By Doris Mariani, NP CEO
I recently visited our field programs in the Philippines and Myanmar to review our operations and meet with staff and stakeholders. NP has been in the Philippines since 2007 but our Myanmar program is relatively young, having been established in 2013. In fact, it was our work in the Philippines as the experts in civilian ceasefire monitoring and verification that instigated the invitation to Myanmar where the government and ethnic armed organizations were working on establishing their national ceasefire mechanisms.
Despite historic agreements that have been signed in both countries in the last year and a half, the journey toward peace is wrought with challenges. In the Philippines, the current debate is about the Bangsamoro Basic Law (BBL) which embodies the government’s peace agreement with the Moro Islamic Liberation Front and seeks to create a new Bangsamoro political entity to replace the Autonomous Region in Muslim Mindanao. During my visit, the draft law was undergoing debates at the House and Senate. In Myanmar, following the signing of the March 2015 draft peace deal between 16 ethnic armed groups and government, the debate centered on whether and when and what kind of a Nationwide Ceasefire Agreement (NCA) will be reached. Nationwide Ceasefire Agreement is viewed as a doorway to political dialogue, shaping political settlements and autonomy for various ethnic regions. At the moment, both BBL and NCA are delayed but hopes are high that agreements will be reached.
(Published July 29, 2015)
The nature of NP’s work going forward is closely tied to the peace process and political outcomes which, in turn, are likely to influence donor community’s funding decisions. Therefore, an important part of my trip was to meet with our key government partners to discuss NP’s programmatic approaches in the context of potential political developments. In Manila, I met with representatives from the European Union and Norway, and in Yangon we had meetings with European Union, United Kingdom, Japan and United States representatives. What donors value most is the fact that we are present in the communities and working side-by-side with local people building peace. I am very optimistic about the future of programs and funding in both countries.
In the Philippines, I visited Datupiang and Pikit field sites in Bangsamoro, Mindanao where we lead the Civilian Protection Component, implement Early Warning Early Response mechanisms to reduce and prevent violence, and conduct Child Protection activities. Violent conflict has caused tremendous human cost in the Bangsamoro. According to the World Bank, from 2011 until 2014, the total number of people who died, were injured, kidnapped or trafficked reached 7,972 while the total number of families displaced reached 77,052. Political violence, land and clan feuding and shadow economy were the leading causes. NP responds to incidents and, more importantly, tries to prevent them by employing pro-activemeasures through engagement with a wide variety of stakeholders from the community, government, state and non-state armed actors. Training that is focused on empowering locals to foster peaceful interaction and reduce conflict is a big part of our activity.
Myanmar’s ethnic conflict is the world’s longest running conflict and there is no quick fix solution.

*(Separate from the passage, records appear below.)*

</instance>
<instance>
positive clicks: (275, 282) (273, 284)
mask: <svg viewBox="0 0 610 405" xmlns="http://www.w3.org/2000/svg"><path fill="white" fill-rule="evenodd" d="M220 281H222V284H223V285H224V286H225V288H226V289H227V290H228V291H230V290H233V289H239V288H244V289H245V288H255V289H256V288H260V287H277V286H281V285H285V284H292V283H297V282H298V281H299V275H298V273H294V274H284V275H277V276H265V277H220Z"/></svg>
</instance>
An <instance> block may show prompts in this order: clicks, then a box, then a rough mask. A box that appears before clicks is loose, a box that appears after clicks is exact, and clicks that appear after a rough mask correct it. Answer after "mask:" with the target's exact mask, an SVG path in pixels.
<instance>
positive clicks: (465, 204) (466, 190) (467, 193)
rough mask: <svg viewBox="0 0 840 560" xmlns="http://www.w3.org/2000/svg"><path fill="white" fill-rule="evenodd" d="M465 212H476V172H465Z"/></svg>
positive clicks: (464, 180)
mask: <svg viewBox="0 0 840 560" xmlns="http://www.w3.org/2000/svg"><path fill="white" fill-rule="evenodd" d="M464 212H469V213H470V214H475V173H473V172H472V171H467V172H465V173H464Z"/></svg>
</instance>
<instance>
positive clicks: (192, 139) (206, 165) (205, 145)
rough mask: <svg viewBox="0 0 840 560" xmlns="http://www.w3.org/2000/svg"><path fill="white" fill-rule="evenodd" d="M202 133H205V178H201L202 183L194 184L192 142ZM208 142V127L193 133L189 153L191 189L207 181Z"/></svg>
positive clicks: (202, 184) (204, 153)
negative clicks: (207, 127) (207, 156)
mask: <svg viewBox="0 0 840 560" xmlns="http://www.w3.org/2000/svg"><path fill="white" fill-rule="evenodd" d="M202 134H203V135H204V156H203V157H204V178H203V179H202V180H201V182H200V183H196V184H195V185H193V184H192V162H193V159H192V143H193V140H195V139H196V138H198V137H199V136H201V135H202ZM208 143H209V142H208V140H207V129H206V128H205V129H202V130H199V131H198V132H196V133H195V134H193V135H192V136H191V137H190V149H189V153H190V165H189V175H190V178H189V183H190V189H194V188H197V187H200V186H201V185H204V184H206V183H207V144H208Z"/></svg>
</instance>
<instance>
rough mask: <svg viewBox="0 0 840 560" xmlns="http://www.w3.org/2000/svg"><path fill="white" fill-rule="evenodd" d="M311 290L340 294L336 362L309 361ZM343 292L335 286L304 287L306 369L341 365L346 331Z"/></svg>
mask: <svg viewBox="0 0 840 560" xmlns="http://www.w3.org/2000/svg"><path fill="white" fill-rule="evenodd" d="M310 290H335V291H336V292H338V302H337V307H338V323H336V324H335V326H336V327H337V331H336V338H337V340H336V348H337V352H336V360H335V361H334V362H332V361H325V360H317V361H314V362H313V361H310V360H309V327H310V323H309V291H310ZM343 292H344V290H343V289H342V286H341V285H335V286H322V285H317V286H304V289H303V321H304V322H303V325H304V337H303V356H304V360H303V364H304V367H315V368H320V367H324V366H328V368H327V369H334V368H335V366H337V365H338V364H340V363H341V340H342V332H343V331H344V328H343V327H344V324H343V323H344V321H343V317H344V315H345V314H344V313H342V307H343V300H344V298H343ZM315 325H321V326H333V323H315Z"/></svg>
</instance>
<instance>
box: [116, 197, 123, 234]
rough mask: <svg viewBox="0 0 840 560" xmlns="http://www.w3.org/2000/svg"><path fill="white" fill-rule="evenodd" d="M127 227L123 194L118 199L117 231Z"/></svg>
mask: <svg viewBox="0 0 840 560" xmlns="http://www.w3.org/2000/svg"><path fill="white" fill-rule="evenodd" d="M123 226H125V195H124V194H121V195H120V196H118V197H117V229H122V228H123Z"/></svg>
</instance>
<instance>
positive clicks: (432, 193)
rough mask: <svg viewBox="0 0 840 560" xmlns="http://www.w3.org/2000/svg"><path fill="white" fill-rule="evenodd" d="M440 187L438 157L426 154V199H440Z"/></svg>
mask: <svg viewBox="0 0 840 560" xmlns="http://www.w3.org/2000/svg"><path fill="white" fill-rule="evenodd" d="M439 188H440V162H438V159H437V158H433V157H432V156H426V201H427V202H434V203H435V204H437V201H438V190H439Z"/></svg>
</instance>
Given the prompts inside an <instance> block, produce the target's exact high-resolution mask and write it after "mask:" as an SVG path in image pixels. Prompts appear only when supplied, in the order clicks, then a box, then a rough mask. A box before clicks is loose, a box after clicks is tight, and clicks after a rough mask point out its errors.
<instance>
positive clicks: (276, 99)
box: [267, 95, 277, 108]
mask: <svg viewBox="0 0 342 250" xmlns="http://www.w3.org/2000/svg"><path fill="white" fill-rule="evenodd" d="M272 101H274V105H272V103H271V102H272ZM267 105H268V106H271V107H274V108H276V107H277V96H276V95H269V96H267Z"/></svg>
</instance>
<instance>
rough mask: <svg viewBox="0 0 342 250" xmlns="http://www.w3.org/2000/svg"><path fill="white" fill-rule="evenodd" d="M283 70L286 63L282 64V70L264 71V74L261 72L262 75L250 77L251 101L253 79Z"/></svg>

Preparations are underway for Myanmar's general elections on November 8 - the country's first general elections since a nominally civilian government was introduced in 2011, ending nearly 50 years of military rule. The next government will have to shoulder much of the responsibility that comes with advancing political negotiations to settle the issue of political autonomy for various ethnic regions, control over natural resources in these areas, and what kind of “federalism” will Myanmar have, including whether the country will have one single, federal army.
In Myanmar, NP supports the peace process through active engagement with key stakeholders from Myanmar Peace Center, state and regional governments, ethnic armed organizations, military (called Tatmadaw), and civil society organizations. Although NP is still young in Myanmar, we are recognized as the experts in civilian ceasefire monitoring and a big part of our work focuses on awareness raising on civilian ceasefire mechanisms and facilitating relations between key stakeholders. In just a short time, our staff has grown from 2 to 12. Currently, we are working in four states - Karen, Kachin, Chin and Mon - and we plan to expand to more states with new programming. An important element of our programming in Myanmar is to build local capacity by training local civil society organizations on how to do civilian ceasefire monitoring in order to reduce violent clashes and displacement. I had an opportunity to attend one such training in Hpa-an, capital city of Karen, a six hour drive from Yangon. It was a very high-energy, interactive exercise. I discovered that in addition to possessing subject matter expertise, our staff possessed considerable talent in acting – roleplaying on how to engage non-violently with hostile parties in a conflict setting is an art. For me, the highlight of visiting our programs is spending time with our people. I am continually impressed by their knowledge and professionalism, by their passion and hard work, and their enormous commitment to protect civilians in conflicts.